30 novembre 2021, 01:45

Les agences de notation ont-elles alimenté la crise du crédit hypothécaire ?

 

Quel est  le rôle que les principales agences de notation  ont joué dans l’aide et l’encouragement de la crise actuelle du marché hypothécaire.

 

Ce sont les prêteurs qui ont consenti les prêts les plus indulgents, ce sont les acheteurs de maison qui ont cherché des hypothèques faciles, et ce sont les souscripteurs de Wall Street qui les ont transformées en titres. Mais les sociétés de notation du crédit ont également joué un rôle dans le boom des prêts hypothécaires à risque qui perturbe aujourd’hui les marchés financiers.Les agences ont attribué les meilleures notes à de nombreux titres construits sur la base de prêts douteux, les faisant paraître aussi sûrs qu’un bon du Trésor. Un rôle moins reconnu des sociétés de notation a également contribué à stimuler le boom : leur collaboration, en coulisses, avec les souscripteurs qui assemblaient ces titres. Les souscripteurs ne se contentent pas d’assembler un titre à partir de prêts immobiliers et de l’envoyer aux agences de notation pour voir quelle note il obtient. Au lieu de cela, ils travaillent avec les sociétés de notation pendant la conception d’une obligation hypothécaire ou d’un autre titre, en veillant à ce qu’il obtienne des notes suffisamment élevées pour être commercialisable.
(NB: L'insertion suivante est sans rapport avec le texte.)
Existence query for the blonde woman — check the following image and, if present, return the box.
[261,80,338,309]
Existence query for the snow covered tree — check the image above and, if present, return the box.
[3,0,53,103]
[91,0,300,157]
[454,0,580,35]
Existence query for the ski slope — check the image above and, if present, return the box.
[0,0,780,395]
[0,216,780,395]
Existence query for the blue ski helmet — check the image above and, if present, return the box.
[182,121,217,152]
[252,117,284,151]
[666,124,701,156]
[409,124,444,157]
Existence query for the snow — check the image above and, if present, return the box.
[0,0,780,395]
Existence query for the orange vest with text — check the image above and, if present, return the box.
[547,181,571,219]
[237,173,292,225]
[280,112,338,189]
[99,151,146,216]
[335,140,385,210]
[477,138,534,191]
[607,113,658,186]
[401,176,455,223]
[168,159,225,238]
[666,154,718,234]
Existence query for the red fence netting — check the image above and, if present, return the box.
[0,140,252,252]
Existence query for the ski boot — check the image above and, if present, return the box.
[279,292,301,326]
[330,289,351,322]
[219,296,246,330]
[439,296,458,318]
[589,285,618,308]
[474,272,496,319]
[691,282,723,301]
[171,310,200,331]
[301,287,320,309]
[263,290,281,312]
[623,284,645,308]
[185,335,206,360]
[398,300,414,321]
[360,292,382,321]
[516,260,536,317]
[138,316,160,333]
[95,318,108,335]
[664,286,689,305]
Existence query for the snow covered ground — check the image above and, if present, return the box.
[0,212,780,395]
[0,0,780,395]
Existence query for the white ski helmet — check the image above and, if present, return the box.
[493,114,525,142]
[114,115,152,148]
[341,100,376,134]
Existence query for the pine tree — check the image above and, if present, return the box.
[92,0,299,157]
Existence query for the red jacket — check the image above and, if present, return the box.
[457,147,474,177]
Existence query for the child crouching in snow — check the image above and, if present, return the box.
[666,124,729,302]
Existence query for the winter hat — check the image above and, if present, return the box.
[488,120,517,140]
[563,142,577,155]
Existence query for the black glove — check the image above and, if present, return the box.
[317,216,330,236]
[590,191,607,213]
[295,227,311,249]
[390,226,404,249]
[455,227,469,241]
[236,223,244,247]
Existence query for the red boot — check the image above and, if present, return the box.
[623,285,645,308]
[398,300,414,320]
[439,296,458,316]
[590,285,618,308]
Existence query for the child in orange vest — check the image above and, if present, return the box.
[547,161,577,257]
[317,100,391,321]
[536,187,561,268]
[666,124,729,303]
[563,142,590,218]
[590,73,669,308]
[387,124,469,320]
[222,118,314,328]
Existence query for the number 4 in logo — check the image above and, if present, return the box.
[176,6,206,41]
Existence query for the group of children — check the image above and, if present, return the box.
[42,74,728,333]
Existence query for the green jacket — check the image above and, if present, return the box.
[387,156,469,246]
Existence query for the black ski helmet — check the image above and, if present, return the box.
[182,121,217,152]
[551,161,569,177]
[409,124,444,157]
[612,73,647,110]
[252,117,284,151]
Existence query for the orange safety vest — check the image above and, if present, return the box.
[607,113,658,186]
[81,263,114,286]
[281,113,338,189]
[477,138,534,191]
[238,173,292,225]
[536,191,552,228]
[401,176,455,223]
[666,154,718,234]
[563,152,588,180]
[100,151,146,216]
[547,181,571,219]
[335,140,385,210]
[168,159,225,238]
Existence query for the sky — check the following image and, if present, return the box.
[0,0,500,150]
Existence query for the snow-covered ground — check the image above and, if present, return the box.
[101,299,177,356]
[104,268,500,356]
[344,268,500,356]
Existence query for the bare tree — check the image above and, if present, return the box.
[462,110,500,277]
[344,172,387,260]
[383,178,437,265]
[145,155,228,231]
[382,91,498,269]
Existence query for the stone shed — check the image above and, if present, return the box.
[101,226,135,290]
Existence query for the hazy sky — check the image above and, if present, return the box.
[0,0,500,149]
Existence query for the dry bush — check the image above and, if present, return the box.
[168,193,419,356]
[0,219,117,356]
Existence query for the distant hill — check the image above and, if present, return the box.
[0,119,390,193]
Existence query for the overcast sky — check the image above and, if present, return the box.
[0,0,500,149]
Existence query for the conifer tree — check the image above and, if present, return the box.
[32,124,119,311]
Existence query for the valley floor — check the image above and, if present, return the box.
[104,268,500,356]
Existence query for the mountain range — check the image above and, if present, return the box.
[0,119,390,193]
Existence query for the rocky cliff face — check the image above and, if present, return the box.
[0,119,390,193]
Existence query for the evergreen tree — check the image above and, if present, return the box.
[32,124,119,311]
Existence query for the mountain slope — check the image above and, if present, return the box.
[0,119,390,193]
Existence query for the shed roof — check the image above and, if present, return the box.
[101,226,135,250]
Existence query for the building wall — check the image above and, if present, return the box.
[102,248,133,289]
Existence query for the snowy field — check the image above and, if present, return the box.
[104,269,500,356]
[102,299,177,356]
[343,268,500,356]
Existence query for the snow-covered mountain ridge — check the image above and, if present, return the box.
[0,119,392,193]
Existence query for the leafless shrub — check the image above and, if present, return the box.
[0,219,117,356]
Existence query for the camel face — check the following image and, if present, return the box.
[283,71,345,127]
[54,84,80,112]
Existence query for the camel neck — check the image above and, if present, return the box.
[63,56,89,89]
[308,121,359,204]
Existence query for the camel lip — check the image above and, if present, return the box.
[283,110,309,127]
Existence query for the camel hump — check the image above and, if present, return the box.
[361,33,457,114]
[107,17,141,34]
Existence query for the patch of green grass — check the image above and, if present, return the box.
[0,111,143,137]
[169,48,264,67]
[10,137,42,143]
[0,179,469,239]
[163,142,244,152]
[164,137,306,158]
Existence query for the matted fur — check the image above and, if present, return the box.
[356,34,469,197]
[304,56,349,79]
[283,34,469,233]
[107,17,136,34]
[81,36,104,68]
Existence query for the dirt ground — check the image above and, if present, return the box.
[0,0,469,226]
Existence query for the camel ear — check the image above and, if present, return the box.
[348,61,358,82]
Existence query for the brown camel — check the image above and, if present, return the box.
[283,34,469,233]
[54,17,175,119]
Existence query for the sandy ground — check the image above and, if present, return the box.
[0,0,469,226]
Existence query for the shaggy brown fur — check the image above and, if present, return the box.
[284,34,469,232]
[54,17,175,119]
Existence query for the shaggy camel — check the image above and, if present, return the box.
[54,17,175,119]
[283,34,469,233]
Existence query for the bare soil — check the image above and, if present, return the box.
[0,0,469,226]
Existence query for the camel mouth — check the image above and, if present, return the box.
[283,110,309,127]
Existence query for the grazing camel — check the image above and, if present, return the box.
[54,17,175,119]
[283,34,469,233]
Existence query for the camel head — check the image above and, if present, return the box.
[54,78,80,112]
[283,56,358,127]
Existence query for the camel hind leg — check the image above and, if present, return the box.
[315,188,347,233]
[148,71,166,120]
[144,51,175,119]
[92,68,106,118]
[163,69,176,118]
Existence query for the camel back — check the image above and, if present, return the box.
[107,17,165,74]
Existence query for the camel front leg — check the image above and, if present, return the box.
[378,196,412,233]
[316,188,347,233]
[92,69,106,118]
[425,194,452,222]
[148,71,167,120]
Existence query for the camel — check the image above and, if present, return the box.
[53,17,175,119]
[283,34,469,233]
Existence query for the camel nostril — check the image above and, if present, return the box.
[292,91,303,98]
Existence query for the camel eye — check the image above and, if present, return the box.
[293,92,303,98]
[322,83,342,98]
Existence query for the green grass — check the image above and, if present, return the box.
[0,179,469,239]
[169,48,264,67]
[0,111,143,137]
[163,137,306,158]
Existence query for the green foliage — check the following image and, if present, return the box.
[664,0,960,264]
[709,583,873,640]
Vous voudrez vous abonner pour lire l’article complet, qui examine comment les conflits d’intérêts potentiels sont entrés en jeu tout au long du processus de notation – selon l’article, Moody’s a engrangé environ 3 milliards d’euros entre 2002 et 2006 grâce à ses activités de financement structuré (ce qui inclut la structuration des transactions RMBS). Bloomberg a également publié une histoire similaire, examinant le rôle des agences de notation dans l’un des plus récents produits dérivés ésotériques – les CPDO, qui sont essentiellement des swaps de défaut de crédit structurés :

Le mois dernier, les agences de notation ont attribué à une nouvelle race de dérivés de crédit la note triple A, indiquant qu’ils étaient aussi sûrs que les bons du Trésor. Maintenant, les investisseurs se voient offrir aussi peu que 70 centimes sur l’euro pour les obligations de dette à proportion constante, des titres qui utilisent des swaps de défaut de crédit pour spéculer sur le fait que les entreprises ayant une notation de qualité d’investissement seront en mesure de rembourser leur dette.

 

Il est évident que les agences ont pris des mesures assez spectaculaires pour réviser leurs critères de notation dans l’espace hypothécaire ; si elles le font, c’est en partie parce que cela doit être fait. Mais la question que beaucoup se posent maintenant est de savoir pourquoi aucune des agences ne semble l’avoir vu venir plus tôt et avoir réagi à ce moment-là ; franchement, c’est une question que je m’attends à ce que les régulateurs et les législateurs examinent plus en profondeur dans les mois à venir. Bien sûr, la réponse est simple : parce que toutes les personnes impliquées dans ce jeu – et je dis bien toutes – avaient beaucoup à perdre. Pour les agences de notation, une décision de modifier les critères de notation n’entraînerait pas seulement la perte d’une grande partie de leurs revenus, mais aussi d’une grande partie de la confiance du marché dans le processus de notation. En outre, la première agence à changer de critères perdrait probablement des parts de marché, comme en témoigne ce qui s’est passé chez Moody’s en ce qui concerne son activité de notation commerciale. Les investisseurs confieront leurs affaires à l’agence qui leur offre les critères les plus favorables. De plus, ce n’est pas comme si les investisseurs voulaient vraiment voir des changements en premier lieu – je connais beaucoup de gestionnaires de fonds qui savaient depuis le début qu’ils étaient assis sur des déchets, mais qui étaient plus qu’heureux d’encaisser leurs honoraires tant que les notations tenaient le coup. J’ai même publié un article à ce sujet. Pourquoi renoncer à un ou deux millions faciles si personne ne vous force à le faire ? Il n’est donc pas étonnant que les agences aient choisi de ne pas réagir. Et tout gestionnaire d’argent feignant indignement la colère sur les raisons pour lesquelles les agences de notation n’ont pas agi connaît déjà les véritables raisons de cette attitude.